Jerry Hutto, a blueberry grower in Waynesboro, said he believes there is more money in blueberries per acre than in any other crop. He estimated that there are 2,000 acres of commercial blueberries in Mississippi.
"In a good year, growers may average 7,000 to 8,000 pounds per acre. This year, we may produce 3,000 to 5,000 because of the late freeze," Hutto said. "Two good years in a five-year period will more than offset the bad years."
Despite the losses, Hutto still predicts a good year for blueberries.
"Whenever plants lose some fruit, the remaining berries grow bigger," Hutto said.
John Braswell, associate horticulture specialist with Mississippi State University's Coastal Research and Extension Center in Biloxi, said commercial growers produced about 2 million pounds of blueberries in 1999. At an average price of $1.50 per pound, blueberries brought in about $3 million last year.
Braswell said an April 9 freeze killed about a third of the blueberry crop across the state. Elevation made a significant difference in losses, with low-lying fields suffering more damage than others. Last year's drought following harvest had already contributed to a reduced crop potential.
"Recent reports of the health benefits of blueberries are generating a lot of interest in the crop this year," Braswell said. "Out of 40 fruits and vegetables studied, blueberries were ranked the No. 1 antioxidant and they improved cognitive skills and balance, similar to age reversal."

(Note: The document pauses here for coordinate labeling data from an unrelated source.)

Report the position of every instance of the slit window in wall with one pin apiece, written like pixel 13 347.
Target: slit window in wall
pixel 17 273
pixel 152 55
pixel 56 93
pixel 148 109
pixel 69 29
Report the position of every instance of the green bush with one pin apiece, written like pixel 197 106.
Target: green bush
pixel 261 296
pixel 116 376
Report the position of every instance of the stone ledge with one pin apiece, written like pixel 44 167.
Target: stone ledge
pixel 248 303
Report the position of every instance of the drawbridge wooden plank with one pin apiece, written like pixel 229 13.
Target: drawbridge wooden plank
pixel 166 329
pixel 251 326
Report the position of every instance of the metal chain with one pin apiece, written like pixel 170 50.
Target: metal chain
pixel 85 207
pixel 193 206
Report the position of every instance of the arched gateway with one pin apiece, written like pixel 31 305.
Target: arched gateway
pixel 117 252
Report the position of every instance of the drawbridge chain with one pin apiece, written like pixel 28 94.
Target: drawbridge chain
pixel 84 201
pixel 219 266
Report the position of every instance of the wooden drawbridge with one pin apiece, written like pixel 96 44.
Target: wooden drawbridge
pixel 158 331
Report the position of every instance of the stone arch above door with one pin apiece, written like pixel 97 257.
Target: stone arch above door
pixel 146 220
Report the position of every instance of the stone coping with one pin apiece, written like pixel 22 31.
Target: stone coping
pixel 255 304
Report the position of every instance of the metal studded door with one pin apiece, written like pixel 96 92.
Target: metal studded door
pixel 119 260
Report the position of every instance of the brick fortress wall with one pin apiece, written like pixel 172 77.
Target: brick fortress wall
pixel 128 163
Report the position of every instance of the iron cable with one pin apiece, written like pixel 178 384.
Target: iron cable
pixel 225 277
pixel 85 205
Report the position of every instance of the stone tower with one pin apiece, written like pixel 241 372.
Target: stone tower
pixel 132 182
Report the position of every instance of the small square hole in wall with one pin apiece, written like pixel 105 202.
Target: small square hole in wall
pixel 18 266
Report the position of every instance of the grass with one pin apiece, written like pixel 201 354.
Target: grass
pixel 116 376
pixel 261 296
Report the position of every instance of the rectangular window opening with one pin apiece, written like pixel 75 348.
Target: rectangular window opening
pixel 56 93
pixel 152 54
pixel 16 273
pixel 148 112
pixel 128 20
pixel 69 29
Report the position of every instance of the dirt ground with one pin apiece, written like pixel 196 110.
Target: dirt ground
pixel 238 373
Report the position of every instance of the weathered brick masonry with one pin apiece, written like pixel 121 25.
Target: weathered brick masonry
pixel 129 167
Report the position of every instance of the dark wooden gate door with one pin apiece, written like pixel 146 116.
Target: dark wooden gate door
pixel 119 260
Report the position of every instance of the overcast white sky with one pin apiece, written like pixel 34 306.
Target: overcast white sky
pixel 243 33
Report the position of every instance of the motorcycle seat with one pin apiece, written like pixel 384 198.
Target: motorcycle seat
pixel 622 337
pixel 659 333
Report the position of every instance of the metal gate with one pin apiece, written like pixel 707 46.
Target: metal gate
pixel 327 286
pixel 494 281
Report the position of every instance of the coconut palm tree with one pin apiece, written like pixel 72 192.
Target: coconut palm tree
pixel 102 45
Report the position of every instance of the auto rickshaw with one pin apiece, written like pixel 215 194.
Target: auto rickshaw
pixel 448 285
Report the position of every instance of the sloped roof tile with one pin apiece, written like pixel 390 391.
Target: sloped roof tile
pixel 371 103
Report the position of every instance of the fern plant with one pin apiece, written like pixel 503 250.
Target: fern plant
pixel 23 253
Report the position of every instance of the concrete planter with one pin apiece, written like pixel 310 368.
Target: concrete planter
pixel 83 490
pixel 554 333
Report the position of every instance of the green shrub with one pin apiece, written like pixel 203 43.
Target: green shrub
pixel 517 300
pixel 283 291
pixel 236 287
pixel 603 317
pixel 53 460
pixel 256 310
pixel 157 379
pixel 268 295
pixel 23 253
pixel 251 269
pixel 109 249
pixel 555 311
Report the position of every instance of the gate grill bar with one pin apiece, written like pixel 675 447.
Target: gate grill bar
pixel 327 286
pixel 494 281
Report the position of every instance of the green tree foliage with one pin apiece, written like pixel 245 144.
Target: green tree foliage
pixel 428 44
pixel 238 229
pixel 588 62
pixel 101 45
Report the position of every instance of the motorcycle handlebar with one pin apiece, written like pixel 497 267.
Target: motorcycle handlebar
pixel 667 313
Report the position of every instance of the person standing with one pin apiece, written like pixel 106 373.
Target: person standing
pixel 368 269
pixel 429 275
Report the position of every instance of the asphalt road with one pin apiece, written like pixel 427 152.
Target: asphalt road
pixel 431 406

An on-line publication by MSU's School of Human Sciences said some may describe blueberries as the "fountain of youth" because of their high levels of antioxidants, which delay or prevent the deterioration of cells by oxygen. Similar health reports may be the key to blueberries' continuing popularity with consumers.
Luis Monterde, a grower in Purvis, said research underway at the South Mississippi Branch Experiment Station at Poplarville promises better years ahead for the state's producers.
"Growers need to always look for new varieties and technologies that will help give them an edge on the market," Monterde said. "Some varieties give protection against late freezes and enable us to shoot for an earlier market. Southern highbush varieties Jubilee and Pearl River are two of the newer varieties that may give that edge."
Monterde has begun harvesting some of the state's earliest berries. The majority of the Mississippi crop will be harvested between the last of May and July 10.